大韓貿易投資振興公社(KOTRA)は、特に対日輸入額が大きい電子部品(68億㌦)や、石油化学(46億㌦)、精密化学(45億㌦)、産業用電子製品(30億㌦)の部門で大きな影響があると分析している。中でもLCDは日本からの部品輸入比率が20%、半導体も30%を占めており、日本からの輸入がストップすれば影響は甚大だ。
KOTRA関係者は、「日本から輸入する輸出用部品・素材の輸入比率は4分の1に達する。部品調達が困難になれば、韓国での製品生産にも蹉跌が生じざるを得ない」と語った。
サムスン電子、ハイニックス半導体、LGディスプレーは、ウエハー、フィルムなど半導体やLCDの生産に必要な素材の確保に追われている。シリコンウエハー世界最大手の信越半導体の白河工場(福島県西郷村)と業界2位のSUMCOの工場が操業を中断しており、韓国の半導体業界関係者は「日本企業の操業中断が長期化すれば、韓国のどの企業も安心することはできない」と指摘した。
LG電子は、地震発生と同時に危機対応総合状況室を稼働させ、LGディスプレーもLCD用事業部と半導体事業部を中心に対策を指示。半導体感光液とLCDのフィルム原板を日本から輸入しているサムスン電子の関係者は、「短期的には在庫を確保しているが、長期化すれば影響を及ぼす可能性があるので状況を綿密に検討している」と語った。
グローバル市場で供給不足に対する憂慮があるだけに、日本から調達できない物量を代替する方策も急がれている。
鉄鋼の需給蹉跌が生じる恐れもある。韓国の自動車と造船メーカーは、日本から毎年800万㌧の鉄鋼材を輸入しており、船舶用厚板の場合、20~50%を日本に依存している。

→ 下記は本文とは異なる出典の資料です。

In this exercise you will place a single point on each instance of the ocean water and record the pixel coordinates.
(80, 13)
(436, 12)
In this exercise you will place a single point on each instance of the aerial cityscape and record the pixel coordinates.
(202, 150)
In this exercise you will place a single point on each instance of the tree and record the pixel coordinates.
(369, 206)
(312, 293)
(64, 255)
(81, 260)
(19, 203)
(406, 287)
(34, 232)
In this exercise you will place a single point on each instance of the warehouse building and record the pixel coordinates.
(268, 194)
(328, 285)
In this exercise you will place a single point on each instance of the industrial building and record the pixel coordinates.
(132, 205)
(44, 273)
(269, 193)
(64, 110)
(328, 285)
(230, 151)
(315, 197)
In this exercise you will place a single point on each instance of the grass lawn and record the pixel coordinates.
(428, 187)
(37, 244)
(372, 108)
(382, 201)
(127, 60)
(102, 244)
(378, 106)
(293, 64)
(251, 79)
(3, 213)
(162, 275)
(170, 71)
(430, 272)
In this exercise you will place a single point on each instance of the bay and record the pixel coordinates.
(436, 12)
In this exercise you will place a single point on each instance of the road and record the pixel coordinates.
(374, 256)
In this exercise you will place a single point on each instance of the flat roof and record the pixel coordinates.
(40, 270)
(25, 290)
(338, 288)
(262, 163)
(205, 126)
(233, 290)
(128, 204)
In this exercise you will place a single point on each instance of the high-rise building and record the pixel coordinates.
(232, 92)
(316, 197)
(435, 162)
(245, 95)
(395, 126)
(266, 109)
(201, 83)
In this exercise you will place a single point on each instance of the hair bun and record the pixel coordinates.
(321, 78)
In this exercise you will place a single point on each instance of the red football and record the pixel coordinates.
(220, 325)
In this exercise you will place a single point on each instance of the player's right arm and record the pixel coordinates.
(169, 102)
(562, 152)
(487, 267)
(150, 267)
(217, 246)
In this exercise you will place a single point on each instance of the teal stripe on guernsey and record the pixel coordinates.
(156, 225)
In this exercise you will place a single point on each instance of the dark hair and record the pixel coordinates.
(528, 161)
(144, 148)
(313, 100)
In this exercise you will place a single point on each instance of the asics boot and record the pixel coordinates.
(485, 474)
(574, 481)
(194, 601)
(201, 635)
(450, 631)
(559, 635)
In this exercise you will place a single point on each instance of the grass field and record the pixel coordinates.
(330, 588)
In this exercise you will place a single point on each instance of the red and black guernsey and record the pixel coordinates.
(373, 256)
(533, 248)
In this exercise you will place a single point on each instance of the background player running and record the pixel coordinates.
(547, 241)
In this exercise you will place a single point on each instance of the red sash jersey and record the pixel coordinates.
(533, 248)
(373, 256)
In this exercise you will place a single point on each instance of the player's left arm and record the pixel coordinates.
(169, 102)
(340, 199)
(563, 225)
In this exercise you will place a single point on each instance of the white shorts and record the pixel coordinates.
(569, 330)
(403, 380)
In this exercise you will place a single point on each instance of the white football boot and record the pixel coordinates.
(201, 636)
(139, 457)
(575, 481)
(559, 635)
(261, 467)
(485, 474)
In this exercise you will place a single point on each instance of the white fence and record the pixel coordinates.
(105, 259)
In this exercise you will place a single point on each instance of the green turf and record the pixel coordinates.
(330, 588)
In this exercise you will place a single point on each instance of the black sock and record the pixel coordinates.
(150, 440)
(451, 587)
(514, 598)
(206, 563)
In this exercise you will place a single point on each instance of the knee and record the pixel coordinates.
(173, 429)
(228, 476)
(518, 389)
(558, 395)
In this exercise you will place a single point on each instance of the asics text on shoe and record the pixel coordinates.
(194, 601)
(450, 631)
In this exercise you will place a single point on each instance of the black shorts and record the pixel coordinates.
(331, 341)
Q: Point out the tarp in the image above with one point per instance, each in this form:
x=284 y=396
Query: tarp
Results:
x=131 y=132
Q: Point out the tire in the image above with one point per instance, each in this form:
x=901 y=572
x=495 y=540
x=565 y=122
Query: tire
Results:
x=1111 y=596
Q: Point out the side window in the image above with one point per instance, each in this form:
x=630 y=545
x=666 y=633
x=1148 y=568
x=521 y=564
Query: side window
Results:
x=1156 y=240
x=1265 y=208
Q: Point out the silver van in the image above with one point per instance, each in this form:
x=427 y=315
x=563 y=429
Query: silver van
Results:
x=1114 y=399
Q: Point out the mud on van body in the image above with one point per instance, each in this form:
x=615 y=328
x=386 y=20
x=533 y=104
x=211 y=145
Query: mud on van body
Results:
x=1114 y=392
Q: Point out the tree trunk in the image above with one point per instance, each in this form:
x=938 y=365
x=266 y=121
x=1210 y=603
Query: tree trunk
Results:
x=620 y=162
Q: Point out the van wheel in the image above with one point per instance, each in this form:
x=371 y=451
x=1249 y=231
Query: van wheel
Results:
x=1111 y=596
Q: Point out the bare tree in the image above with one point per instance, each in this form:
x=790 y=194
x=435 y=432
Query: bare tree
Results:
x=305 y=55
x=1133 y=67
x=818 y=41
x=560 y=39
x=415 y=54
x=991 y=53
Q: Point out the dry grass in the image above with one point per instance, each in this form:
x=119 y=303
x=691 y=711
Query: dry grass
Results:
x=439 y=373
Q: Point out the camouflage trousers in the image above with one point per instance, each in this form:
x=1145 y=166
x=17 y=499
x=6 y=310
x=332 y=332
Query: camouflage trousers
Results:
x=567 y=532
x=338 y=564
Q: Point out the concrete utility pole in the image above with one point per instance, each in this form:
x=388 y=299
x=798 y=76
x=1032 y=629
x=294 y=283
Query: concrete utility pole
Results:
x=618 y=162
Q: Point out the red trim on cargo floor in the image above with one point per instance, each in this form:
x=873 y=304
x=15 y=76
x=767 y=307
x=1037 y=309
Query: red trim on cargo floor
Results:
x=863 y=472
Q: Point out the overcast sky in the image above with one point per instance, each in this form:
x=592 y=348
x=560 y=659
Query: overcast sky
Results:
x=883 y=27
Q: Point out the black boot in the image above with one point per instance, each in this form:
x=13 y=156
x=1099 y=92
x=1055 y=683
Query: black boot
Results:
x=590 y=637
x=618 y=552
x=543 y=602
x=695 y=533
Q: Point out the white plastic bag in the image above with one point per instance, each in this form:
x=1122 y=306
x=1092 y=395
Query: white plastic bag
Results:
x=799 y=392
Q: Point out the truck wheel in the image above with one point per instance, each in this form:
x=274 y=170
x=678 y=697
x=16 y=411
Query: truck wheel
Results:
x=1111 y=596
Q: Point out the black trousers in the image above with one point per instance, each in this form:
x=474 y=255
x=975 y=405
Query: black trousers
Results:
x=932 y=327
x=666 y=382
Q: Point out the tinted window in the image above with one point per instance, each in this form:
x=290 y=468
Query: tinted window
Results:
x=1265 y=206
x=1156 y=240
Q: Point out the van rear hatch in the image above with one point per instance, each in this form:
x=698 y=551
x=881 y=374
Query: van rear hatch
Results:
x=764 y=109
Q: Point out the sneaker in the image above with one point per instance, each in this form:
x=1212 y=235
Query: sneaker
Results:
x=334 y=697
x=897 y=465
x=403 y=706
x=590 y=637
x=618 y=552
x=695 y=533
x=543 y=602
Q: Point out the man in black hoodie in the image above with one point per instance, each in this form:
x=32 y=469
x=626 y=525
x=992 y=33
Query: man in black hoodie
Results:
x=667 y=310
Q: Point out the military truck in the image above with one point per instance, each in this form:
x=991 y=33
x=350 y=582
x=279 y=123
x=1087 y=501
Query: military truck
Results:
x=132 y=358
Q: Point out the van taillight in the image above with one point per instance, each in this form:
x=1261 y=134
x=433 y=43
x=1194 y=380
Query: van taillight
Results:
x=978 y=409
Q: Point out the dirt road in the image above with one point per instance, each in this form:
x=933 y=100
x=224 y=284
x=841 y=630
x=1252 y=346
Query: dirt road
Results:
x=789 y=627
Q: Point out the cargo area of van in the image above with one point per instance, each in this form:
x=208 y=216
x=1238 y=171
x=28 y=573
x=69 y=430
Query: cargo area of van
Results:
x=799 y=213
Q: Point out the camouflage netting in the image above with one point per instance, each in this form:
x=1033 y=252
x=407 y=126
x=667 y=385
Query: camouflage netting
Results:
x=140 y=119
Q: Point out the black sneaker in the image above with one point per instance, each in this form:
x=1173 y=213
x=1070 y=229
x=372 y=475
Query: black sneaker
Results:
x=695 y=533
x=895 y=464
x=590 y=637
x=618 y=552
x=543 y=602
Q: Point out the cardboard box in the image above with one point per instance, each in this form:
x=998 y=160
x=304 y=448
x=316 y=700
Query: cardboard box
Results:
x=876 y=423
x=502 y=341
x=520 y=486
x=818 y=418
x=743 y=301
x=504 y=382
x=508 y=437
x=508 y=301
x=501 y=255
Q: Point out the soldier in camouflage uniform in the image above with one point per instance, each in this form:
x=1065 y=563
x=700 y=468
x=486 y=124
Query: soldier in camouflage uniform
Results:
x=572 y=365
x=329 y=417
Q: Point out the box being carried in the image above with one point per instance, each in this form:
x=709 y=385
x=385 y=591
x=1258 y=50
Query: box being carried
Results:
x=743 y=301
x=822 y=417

韓国最大手の自動車部品メーカーの万都は、東日本大震災による影響で、ブレーキやステアリングなど年間550万個生産している主力部品の生産ができなくなる恐れも出ている。同社はこれら部品に使われる電子制御装置用の部品を日本から輸入しているが、地震の影響で同部品を生産する工場の操業が全面的に中断したためだ。万都が生産するブレーキ、ステアリングは、現代・起亜自動車の主力車種に搭載されているため、韓国の完成車生産にも影響が出かねない状況だ。
現代・起亜自動車も14日、購買規格チームの非常対策会議を開いた。現代自動車本社の購買本部関係者は「日本製部品への依存度は低いが、自動車産業の特性上、日本から輸入する部品が1個でも調達できないと、生産に支障が出る可能性がある」と説明した。現代モービスなどの部品メーカーは、日本のアルプス電気、スタンレー電気からさまざまな電装部品を調達している。両社は地震による大きな影響を受けており、部品供給の障害が懸念されている。
一方、韓国企業が2009年に日本の東北地域に輸出した金額は261億円で、韓国の対日輸出の1・3%にすぎず、同国への輸出に大きな打撃はないとみられる。現在日本では、270社余りの韓国企業が法人、事務所、支店などを設置しているが、大半が生産工場ではないため、地震による直接的な被害は少ないと推定された。ただ、地震被害の大きかった仙台地域に物流拠点を構えるロッテ酒造は2~3億㌦ほどの損害が発生した。